I’m looking at the impact that financialisation and private capital development have had on the area and people’s everyday lives, with the development of Canary Wharf.
Against this backdrop, I examine practices of ‘time-tricking’ - where people attempt to accelerate, slow, extend, shorten, or otherwise modify their experience of time according to their needs and desires. One example of time tricking is drinking in one of the local pubs, which people often patronise for the consistent temporal flow that the space and alcohol consumption create as a refuge from the constant interruptions of daily urban life.
From the timeframes involved in managing money and debt to the ways people try their best to prolong elements of their everyday lives or ways of life, often at the expense of others, time is a central theme of my work.
What attracted you to this area of research?
I moved to London from California in 2013 to study for my MSc and ended up living on the Isle of Dogs. Arriving early to the house viewing, I visited a nearby pub for food and chatted with the barman. I returned many times, as I found the regulars there to be good company with interesting stories about London’s East End. Many had grown up either amidst the working docks or as the area was being developed as a financial hub.
Having these conversations sparked an interest in the area beyond living there, and I developed many friendships. This interest bubbled away in the background while I worked on my initial PhD idea.
When that didn’t work out, I looked to the community where I had been living. I was intrigued by the gentrification, inequality, and conflicting political opinions about Brexit and other topics. I wanted to explore these issues further and provide an avenue for people’s concerns to be heard and taken seriously.
How do local people feel about development in the area?
People will tell you that something needed to happen after the docks closed, as the area had become, in their words, derelict. They will also tell you that development has taken away a valued way of life. It’s a thorny situation where people want to hold on to elements of the past but also seek what they feel are better living standards.
Canary Wharf has provided an avenue for some of the area’s working class to gain upward social mobility, but the jobs in finance are competed for by people from all over the world who are all also trying to improve or maintain desired lifestyles.
What wider impact do you hope your findings will have on society?
A case can be made to support a reduced working week and debt forgiveness, as well as consideration of structural change to the economic system and a rethink of the indicators and measurements by which we gauge and assess economic performance.
What has been the biggest highlight of your PhD journey so far?
The relationships I now have with people who feel comfortable enough with me to have shared their lives – their anxieties, hopes, frustrations, and time.
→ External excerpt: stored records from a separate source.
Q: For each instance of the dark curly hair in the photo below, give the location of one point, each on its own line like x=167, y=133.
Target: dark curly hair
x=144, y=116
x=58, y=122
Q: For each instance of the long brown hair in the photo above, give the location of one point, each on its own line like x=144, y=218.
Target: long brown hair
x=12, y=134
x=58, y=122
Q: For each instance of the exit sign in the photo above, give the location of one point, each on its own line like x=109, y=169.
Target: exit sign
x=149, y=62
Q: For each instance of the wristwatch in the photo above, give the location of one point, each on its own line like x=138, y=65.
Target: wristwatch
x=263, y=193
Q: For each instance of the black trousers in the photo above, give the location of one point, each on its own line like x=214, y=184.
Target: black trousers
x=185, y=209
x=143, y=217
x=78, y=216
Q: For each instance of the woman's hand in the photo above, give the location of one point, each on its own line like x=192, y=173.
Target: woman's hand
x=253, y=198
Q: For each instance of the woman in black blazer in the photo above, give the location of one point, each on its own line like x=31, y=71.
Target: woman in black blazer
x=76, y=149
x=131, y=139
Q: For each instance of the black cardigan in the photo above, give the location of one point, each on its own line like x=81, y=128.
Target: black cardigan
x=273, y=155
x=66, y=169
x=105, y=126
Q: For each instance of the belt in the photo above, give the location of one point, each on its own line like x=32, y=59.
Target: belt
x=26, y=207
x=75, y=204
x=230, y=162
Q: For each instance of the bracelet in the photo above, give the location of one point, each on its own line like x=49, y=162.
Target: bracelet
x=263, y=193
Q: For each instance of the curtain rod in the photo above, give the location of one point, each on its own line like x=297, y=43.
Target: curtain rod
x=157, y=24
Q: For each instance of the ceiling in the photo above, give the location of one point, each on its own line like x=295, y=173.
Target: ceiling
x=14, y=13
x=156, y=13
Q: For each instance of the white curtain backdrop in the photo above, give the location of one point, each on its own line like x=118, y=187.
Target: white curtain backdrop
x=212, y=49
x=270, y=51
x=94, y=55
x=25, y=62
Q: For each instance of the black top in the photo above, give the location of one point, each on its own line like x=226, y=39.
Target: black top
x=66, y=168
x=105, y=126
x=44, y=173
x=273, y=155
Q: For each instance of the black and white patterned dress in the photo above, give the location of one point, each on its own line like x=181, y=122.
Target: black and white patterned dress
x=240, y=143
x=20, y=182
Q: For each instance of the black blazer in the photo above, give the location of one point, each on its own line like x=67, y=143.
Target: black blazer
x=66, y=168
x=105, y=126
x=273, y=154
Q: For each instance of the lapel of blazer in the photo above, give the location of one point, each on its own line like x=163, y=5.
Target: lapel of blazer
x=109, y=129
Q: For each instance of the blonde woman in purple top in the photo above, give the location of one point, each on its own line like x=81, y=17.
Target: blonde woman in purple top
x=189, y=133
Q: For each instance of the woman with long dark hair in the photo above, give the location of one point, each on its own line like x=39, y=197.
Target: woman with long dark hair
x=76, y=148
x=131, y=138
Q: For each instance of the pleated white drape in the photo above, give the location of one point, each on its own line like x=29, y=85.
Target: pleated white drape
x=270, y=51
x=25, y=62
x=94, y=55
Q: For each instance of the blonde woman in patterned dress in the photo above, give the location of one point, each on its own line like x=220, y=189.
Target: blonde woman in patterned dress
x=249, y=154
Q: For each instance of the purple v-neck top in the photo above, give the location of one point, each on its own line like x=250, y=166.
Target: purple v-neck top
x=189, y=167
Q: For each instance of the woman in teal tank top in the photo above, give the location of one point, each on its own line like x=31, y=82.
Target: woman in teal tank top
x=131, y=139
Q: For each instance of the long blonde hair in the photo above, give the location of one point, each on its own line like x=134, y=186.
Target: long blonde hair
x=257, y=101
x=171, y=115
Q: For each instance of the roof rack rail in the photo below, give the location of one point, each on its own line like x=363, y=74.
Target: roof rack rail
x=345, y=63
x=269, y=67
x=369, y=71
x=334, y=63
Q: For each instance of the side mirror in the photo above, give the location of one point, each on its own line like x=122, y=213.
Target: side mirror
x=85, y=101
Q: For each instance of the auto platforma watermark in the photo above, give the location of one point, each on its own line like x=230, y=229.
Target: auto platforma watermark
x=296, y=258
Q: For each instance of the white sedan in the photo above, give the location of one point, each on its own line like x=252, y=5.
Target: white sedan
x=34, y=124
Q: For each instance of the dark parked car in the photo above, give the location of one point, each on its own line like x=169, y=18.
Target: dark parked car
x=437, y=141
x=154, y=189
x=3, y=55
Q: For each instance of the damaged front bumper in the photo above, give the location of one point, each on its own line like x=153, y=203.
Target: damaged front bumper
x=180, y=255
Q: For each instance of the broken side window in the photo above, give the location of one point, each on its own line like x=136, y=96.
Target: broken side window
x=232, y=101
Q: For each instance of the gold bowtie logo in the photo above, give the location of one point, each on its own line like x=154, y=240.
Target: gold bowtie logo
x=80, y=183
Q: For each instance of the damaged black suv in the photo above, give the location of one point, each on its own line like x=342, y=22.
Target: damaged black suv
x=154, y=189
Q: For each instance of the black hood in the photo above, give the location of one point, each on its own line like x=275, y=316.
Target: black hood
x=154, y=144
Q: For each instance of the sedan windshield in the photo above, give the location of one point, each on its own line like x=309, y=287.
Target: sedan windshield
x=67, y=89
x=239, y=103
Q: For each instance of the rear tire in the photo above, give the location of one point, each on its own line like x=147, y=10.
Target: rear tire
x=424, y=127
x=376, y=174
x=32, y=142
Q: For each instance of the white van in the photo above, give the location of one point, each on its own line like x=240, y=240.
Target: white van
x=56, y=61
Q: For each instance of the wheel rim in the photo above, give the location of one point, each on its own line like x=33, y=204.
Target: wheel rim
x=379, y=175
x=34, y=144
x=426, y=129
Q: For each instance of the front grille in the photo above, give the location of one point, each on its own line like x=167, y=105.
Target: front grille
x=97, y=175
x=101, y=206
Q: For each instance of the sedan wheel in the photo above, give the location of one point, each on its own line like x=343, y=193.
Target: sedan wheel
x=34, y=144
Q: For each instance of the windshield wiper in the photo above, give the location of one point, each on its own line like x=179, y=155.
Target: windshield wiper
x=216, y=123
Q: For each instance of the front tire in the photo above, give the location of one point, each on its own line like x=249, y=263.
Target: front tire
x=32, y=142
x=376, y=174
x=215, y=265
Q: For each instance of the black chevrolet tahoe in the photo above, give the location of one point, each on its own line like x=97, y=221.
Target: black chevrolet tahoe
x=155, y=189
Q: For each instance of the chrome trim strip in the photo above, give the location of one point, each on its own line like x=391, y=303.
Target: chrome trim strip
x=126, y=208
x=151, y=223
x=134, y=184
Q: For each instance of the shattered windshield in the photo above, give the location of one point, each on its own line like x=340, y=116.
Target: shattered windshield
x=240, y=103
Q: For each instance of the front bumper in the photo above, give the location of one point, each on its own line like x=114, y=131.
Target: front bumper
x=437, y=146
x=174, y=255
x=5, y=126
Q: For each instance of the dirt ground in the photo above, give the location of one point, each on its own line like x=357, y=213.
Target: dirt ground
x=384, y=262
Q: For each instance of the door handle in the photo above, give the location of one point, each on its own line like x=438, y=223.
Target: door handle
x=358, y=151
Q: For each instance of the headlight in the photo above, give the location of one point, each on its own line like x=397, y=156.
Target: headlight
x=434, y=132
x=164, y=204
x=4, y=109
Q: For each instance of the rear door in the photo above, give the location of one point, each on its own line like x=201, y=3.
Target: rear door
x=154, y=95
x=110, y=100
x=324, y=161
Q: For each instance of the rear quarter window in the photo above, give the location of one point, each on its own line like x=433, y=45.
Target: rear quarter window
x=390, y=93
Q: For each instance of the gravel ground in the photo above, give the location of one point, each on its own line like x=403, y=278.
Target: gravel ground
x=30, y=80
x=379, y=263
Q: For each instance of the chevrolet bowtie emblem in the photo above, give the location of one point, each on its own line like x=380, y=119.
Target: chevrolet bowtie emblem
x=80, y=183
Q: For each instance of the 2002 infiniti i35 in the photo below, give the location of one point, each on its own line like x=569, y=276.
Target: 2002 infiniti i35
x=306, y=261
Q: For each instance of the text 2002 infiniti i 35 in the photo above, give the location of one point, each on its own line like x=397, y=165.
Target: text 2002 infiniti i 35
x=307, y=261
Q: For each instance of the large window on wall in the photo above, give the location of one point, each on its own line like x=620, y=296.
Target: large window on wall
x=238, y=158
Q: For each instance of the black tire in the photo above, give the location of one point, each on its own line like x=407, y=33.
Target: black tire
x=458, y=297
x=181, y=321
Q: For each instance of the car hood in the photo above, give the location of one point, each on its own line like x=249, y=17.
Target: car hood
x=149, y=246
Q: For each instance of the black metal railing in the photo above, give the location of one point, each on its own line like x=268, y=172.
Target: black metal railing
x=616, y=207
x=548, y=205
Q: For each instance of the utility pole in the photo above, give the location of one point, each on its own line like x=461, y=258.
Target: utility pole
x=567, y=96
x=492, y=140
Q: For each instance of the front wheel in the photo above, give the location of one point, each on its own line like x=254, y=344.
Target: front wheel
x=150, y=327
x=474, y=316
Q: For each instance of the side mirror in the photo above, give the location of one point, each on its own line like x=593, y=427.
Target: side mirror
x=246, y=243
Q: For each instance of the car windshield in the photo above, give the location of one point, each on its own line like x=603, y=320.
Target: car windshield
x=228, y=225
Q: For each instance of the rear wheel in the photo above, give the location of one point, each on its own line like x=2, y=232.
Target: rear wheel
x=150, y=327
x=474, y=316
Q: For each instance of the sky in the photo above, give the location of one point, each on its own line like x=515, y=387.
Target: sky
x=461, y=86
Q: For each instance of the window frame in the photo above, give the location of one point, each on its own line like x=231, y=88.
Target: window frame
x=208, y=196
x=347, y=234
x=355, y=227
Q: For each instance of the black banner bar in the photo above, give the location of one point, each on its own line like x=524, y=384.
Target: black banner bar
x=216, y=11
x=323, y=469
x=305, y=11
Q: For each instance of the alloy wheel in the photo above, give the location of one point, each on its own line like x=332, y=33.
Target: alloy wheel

I am forever grateful.
What would be your advice to other PhD students?
Ask for help when you need it. The earlier you seek advice, the sooner you can rectify the problem!
Also, for a variety of reasons, there is pressure on graduate students to get our research finished as quickly as possible. This can create a feeling that your work needs to be (as close to) perfect on your first attempt. Get something – anything – written down. You’ll ultimately save more time, be more productive, and produce better writing. You can always edit your work, but it’s impossible to edit something that isn’t written!
I’m still working on these myself…
What is your favourite way to de-stress?
Spending time and sharing laughs with my partner.
I also love cooking, music, walking, and listening to music while cooking or walking. I used to visit an area of London that was new to me, pick a direction, and just start putting one foot in front of the other. I’d take a book and notepad and stop somewhere to do some reading and academic or even creative writing.
Particularly for anthropologists, for whom engagement with people is the foundation of our research methodology, there is something almost inorganic about isolating yourself in a room somewhere to write. Some folks might say this helps them with objectivity. I have found that being around people when writing both helps to remind me of interactions I had during fieldwork and to spark ideas that I am able to explore through the data that I have collected.